Ciekawa ta zaparkowana jednostka pływająca.
Mechelinki! Ciekawe, że całe życie nie słyszałam o tej miejscowości, a teraz drugi raz w ciągu kilku tygodni.
Pierwszy raz na Slowhopie, jak wrzucili dom z pokojami do wynajęcia z widokiem na morze.
Mam go na liście i na pewno kiedyś się wybierzemy 🙂
Czasem chciałabym być Twoim psem, Aldono, żebyś mnie zabierała na swoje wyprawy.
Ja wolałbym być kotem, z przeciwnego powodu. Chciałbym, żeby Aldona nie zabierała mnie na swoje wyprawy po wądołach:) Ale chciałbym jeszcze żeby ten kot potrafił czytać, a z tym byłby zapewne problem. Nie jestem fanem relacji z wypraw turystycznych, na ogół nudzi mnie czytanie gdzie kto był i co widział, ale zwariowane i oryginalne literacko reportaże Aldony (wszystko jedno skąd) to osobna kategoria.

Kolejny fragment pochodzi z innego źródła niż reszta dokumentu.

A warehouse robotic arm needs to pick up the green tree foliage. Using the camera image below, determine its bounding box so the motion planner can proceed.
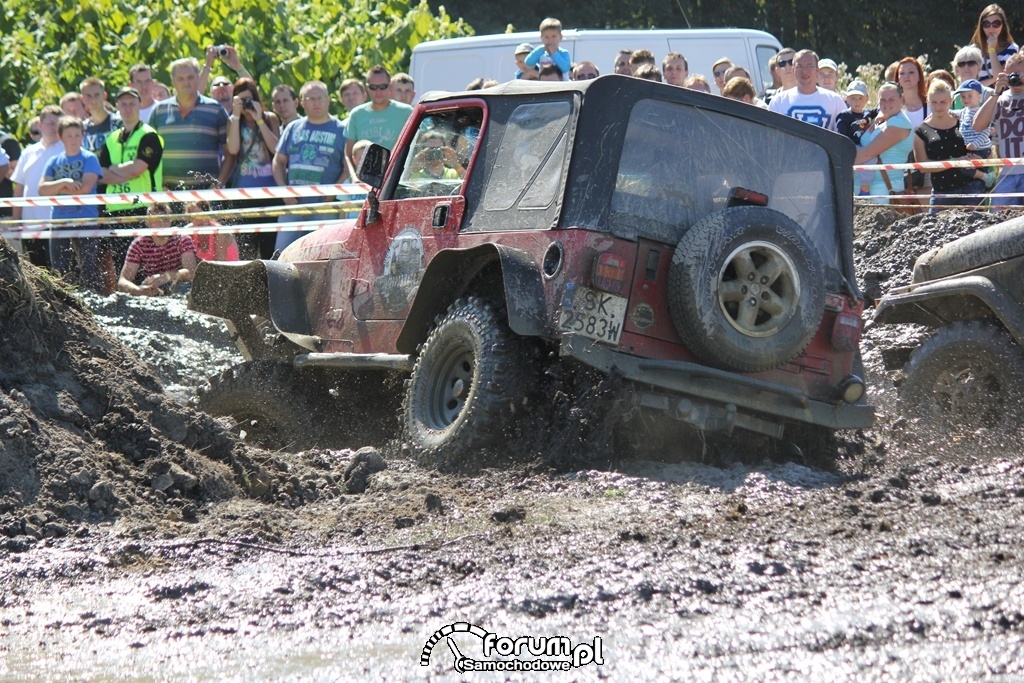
[429,0,987,72]
[0,0,472,137]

Zawsze czytam je z przyjemnością i uśmiechem na ustach:)
Z parkingiem nie było problemu, w końcu kto o czwartej rano jedzie na wycieczkę?

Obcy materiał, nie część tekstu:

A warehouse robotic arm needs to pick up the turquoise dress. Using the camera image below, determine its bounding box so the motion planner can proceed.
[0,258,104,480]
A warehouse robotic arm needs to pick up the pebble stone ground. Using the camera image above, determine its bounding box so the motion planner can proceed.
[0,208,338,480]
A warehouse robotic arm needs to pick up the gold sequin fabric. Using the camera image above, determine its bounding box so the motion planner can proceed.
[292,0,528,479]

Jak to kto? Niejaki Tomasz NN, zwany Panem Samochodzikiem czy może raczej Tomaszem Włóczęga, przynajmniej w powieści, z której pochodzi poniższy cytat:
Przegląd samochodu trwał dość długo. Dopiero o trzeciej nad ranem — przez puste ulice i pod osłoną mroku — wymknąłem się z miasta.
To prawda. Aldona pisze świetnie. W taki świeży, niewymuszony sposób. Dowcipnie i lekko. Przeczytałabym jej zbiór reportaży z podróży po miejscach nieoczywistych 🙂
Czasem chciałabym być Twoim psem,
Ja wolałbym być kotem,
Ale poszliście w zwierzyniec 🙂 Fakt, dobrze karmię i wyprowadzam na spacery (kot już na plaży był)

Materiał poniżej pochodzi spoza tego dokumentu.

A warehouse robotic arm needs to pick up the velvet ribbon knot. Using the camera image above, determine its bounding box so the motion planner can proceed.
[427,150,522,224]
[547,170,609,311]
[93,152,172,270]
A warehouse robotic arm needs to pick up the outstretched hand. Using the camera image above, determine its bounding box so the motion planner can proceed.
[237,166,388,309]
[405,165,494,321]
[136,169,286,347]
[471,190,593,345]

Przegląd samochodu trwał dość długo. Dopiero o trzeciej nad ranem — przez puste ulice i pod osłoną mroku — wymknąłem się z miasta.
Czyli jednym słowem wzięłam sobie to mocno do serca.
Niestety odpoczęłam już i jutro znowu się pewnie gdzieś wybiorę 🙂
Ciekawa ta zaparkowana jednostka pływająca.
No właśnie. Nadal pojęcia nie mam po co i co to jest.